Tag Archives: uzbek

Afghan Dataset

A paper, Afghan Hindu Kush: Where Eurasian Sub-Continent Gene Flows Converge by Julie Di Cristofaro, Erwan Pennarun, Stéphane Mazières, Natalie M. Myres, Alice A. Lin, Shah Aga Temori, Mait Metspalu, Ene Metspalu, Michael Witzel, Roy J. King, Peter A. Underhill, Richard Villems, Jacques Chiaroni was published at PLoS One about the genetics of the people of Afghanistan.

Thanks to Mait Metspalu, the data is available online. It consists of:

  • 5 Hazara
  • 5 Pashtun
  • 5 Tajik
  • 4 Turkmen
  • 5 Uzbek

Here are the HarappaWorld Admixture results for the samples in this dataset.

You can check the spreadsheet too.

Tadjik1_44Af and Pashtun2_6Af seem to be outliers and there's a possibility they are mislabeled. I would like to look into these two samples further before I calculate group averages.
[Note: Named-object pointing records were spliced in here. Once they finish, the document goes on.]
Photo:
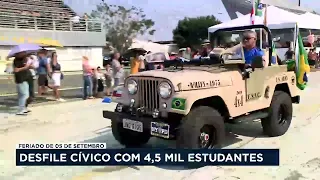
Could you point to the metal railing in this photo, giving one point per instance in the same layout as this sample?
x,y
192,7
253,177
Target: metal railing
x,y
50,3
21,7
55,24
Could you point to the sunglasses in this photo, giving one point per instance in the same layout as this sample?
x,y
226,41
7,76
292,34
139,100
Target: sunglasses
x,y
247,38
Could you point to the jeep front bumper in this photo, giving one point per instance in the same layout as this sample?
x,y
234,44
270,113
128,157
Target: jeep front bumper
x,y
156,126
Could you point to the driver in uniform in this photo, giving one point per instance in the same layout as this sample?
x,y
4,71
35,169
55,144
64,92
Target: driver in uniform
x,y
249,47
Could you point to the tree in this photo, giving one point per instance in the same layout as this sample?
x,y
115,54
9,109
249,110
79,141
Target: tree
x,y
122,24
191,32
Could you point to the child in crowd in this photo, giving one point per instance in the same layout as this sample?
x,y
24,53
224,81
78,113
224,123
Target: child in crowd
x,y
94,82
108,77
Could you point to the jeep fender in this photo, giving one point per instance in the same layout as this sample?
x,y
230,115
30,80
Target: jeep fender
x,y
196,97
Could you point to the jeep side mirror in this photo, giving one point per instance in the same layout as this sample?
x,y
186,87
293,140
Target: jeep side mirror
x,y
276,39
257,62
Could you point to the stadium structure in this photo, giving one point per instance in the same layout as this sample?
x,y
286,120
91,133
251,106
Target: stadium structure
x,y
245,6
50,23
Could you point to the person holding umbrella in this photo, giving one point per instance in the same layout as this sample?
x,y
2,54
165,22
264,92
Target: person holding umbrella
x,y
22,74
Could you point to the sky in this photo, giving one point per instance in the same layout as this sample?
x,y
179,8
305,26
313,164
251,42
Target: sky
x,y
167,13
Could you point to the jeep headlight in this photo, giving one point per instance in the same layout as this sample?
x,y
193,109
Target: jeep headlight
x,y
132,86
165,90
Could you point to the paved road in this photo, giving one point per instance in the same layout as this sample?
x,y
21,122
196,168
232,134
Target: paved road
x,y
9,102
82,121
70,81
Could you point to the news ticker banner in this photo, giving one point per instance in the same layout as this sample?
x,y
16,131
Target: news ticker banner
x,y
97,154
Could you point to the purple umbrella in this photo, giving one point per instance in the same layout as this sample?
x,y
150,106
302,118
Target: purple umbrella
x,y
23,47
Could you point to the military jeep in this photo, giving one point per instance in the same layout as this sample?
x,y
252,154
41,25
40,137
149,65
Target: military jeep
x,y
191,101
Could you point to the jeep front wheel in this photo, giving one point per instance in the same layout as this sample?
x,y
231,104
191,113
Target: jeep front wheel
x,y
128,138
202,128
280,115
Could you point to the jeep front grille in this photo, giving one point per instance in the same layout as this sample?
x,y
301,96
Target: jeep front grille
x,y
148,94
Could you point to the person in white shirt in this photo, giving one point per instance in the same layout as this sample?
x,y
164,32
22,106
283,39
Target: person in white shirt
x,y
100,78
32,60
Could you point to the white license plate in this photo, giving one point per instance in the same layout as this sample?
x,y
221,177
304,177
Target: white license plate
x,y
160,129
132,125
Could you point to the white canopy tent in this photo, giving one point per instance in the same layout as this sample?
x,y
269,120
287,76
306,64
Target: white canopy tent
x,y
276,19
309,16
150,46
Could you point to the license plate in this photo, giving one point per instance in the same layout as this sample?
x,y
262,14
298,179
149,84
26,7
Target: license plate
x,y
132,125
160,129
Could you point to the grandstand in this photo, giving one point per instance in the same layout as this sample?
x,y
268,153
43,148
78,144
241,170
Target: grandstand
x,y
28,20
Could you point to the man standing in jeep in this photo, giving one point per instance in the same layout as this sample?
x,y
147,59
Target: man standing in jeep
x,y
249,46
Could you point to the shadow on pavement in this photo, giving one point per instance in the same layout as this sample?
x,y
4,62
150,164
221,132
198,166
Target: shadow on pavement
x,y
8,103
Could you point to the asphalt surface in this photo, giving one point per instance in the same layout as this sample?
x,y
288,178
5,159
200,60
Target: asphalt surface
x,y
8,86
82,121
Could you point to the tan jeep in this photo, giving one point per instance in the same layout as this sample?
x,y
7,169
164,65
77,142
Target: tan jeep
x,y
192,101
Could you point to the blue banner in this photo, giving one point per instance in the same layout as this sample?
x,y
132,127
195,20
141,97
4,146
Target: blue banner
x,y
141,157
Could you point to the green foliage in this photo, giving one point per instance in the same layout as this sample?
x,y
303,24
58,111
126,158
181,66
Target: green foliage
x,y
191,32
122,24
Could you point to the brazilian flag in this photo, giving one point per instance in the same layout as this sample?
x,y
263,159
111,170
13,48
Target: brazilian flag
x,y
178,103
302,64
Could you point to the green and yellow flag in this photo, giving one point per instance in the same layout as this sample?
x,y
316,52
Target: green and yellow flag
x,y
302,64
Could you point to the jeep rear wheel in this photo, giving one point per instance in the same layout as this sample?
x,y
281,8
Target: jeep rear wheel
x,y
280,115
128,138
202,128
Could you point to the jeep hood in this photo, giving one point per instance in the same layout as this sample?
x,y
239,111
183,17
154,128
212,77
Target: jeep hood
x,y
190,79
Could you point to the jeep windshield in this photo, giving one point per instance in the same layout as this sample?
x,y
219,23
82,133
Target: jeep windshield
x,y
229,39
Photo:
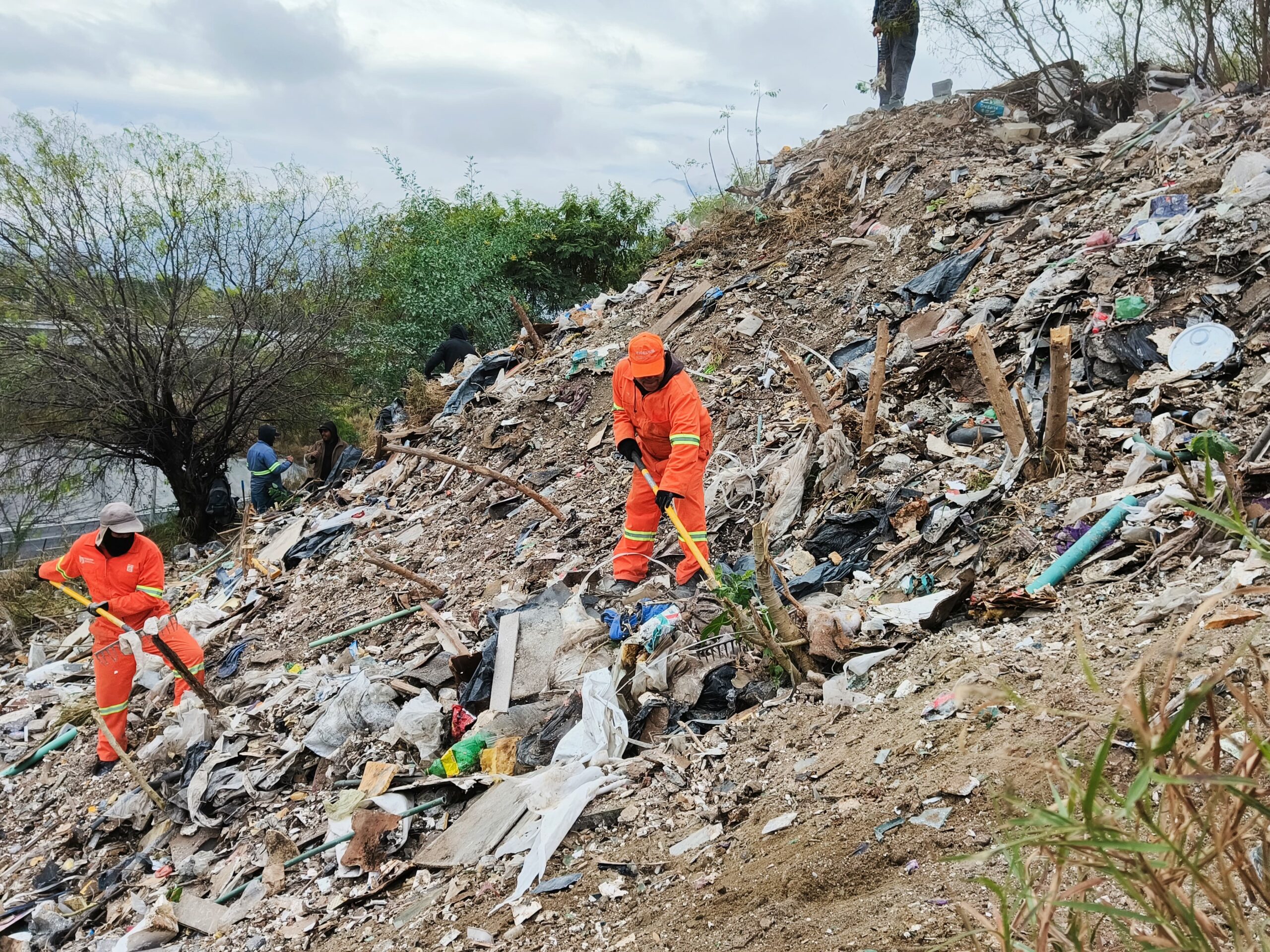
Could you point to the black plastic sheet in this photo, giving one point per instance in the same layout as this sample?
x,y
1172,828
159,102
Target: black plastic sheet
x,y
486,373
538,748
942,282
317,545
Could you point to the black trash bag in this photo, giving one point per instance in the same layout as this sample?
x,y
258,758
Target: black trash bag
x,y
343,468
636,724
318,543
486,373
717,690
822,575
475,695
756,692
194,757
1133,346
538,748
853,535
940,284
220,502
854,351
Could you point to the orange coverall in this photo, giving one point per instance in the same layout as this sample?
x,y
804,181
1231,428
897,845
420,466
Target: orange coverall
x,y
672,428
132,584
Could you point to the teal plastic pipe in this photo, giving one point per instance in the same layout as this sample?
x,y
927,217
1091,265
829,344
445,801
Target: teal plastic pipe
x,y
1081,549
58,743
365,626
323,848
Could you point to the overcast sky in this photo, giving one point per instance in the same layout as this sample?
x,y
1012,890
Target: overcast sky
x,y
544,93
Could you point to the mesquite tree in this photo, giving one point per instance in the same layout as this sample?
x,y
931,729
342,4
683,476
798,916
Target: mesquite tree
x,y
158,304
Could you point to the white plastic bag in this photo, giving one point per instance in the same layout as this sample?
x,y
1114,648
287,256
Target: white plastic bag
x,y
602,733
157,928
421,722
360,708
559,795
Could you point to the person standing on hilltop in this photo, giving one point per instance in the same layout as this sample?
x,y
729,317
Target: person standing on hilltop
x,y
451,351
896,27
659,419
266,470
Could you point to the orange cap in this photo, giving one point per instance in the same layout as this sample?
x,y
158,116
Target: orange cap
x,y
648,356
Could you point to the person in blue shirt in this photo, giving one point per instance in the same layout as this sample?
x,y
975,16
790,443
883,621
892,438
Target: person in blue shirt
x,y
266,470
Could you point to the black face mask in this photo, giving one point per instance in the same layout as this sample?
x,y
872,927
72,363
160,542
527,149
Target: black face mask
x,y
117,545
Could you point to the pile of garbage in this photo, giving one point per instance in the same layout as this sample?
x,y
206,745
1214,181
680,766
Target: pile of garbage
x,y
987,400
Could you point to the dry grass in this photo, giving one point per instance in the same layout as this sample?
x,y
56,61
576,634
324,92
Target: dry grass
x,y
1170,856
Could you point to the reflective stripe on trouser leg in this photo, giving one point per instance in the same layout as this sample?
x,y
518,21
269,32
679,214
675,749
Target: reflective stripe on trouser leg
x,y
185,647
639,531
112,673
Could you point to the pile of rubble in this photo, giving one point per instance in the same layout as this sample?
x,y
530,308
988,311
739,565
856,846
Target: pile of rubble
x,y
435,722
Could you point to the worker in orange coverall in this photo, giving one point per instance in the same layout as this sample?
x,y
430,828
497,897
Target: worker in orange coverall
x,y
125,575
658,414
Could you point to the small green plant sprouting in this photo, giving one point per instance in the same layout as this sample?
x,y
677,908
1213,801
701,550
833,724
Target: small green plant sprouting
x,y
1214,447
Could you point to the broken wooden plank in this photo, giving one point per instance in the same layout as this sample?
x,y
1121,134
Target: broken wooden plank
x,y
535,341
661,289
999,391
681,307
427,584
877,379
483,826
483,472
1060,386
807,388
505,662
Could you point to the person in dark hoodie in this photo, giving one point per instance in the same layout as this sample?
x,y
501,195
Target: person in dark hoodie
x,y
266,470
658,416
451,352
325,452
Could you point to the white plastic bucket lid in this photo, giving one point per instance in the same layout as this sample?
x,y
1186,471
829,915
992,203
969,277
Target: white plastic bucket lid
x,y
1201,345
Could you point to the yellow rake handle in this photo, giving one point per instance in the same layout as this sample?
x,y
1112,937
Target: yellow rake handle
x,y
679,527
84,602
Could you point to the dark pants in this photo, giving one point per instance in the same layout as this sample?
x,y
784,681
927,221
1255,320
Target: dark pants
x,y
897,54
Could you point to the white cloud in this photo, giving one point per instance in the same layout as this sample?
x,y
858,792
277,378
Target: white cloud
x,y
545,94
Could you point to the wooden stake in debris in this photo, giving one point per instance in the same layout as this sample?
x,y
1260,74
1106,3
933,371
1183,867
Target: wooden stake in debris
x,y
483,472
661,289
448,639
877,379
999,391
247,521
429,584
535,341
785,629
505,663
1025,416
807,388
202,692
1060,386
127,762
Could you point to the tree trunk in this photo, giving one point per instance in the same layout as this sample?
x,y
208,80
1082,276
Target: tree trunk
x,y
190,486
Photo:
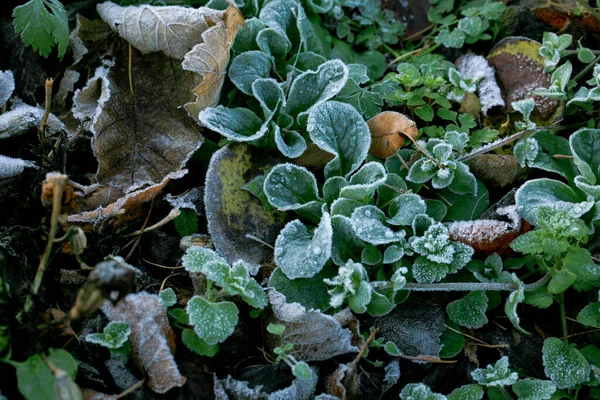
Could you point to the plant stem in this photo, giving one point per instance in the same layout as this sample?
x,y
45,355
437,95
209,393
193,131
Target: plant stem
x,y
57,194
47,106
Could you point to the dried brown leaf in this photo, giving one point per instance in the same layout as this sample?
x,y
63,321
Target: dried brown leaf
x,y
388,132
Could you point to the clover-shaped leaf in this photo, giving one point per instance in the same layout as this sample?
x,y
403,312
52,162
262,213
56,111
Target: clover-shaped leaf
x,y
213,322
563,364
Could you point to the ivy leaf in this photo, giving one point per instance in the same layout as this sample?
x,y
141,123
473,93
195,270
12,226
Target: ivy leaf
x,y
534,389
42,24
340,130
248,67
470,310
213,322
497,374
301,253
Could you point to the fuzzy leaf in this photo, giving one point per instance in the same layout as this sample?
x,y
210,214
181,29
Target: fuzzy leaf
x,y
563,364
470,310
213,322
339,129
301,253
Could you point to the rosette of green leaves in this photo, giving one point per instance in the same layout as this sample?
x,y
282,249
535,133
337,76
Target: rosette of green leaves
x,y
439,256
445,172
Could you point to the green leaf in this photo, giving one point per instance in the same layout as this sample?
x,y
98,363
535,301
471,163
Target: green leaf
x,y
213,322
339,129
369,225
236,124
310,292
467,392
498,374
534,389
43,24
186,223
168,297
247,68
563,364
346,245
289,187
36,380
554,194
312,88
470,310
404,208
418,391
453,342
197,345
301,253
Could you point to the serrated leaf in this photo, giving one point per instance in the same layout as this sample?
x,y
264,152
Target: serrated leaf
x,y
470,310
197,345
248,67
43,24
301,253
563,364
213,322
369,223
534,389
339,129
497,374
You can compare these Pashtun results to HGDP Pathan and HAP Pashtun results.

Behar et al Data

In their paper "The genome-wide structure of the Jewish people", Behar et al analyzed the genomes of some Jewish groups. More important than the Jewish samples (which include two South Asian Jewish groups) for us are the different South Asian, Middle Eastern, and European groups they sampled:

Ethnic group Count
Saudis 20
Jordanians 20
Georgians 20
Turks 19
Iranians 19
Hungarians 19
Ethiopians 19
Armenians 19
Lezgins 18
Chuvashs 17
Syrians 16
Romanians 16
Uzbeks 15
Spaniards 12
Egyptians 12
Cypriots 12
Moroccans 10
Lithuanians 10
North Kannadi 9
Belorussian 9
Yemenese 8
Lebanese 7
Sakilli 4
Paniya 4
Cochin Jews 4
Bene Israel 4
Samaritians 2
Russian 2
Malayan 2

Of the 466 samples, I excluded 8 because they were either duplicates or too similar in their genomes to others.

The series matrix files that I downloaded were in a somewhat different format. To convert them to Plink format, I had to look up the platform file for the Illumina genotyping BeadChip they used. Also, Illumina used an A/B alleles and Top/Bot strands system instead of the regular ACGT alleles and forward/reverse strands. This Illumina Technote explained it and I found a Perl script to convert between the two.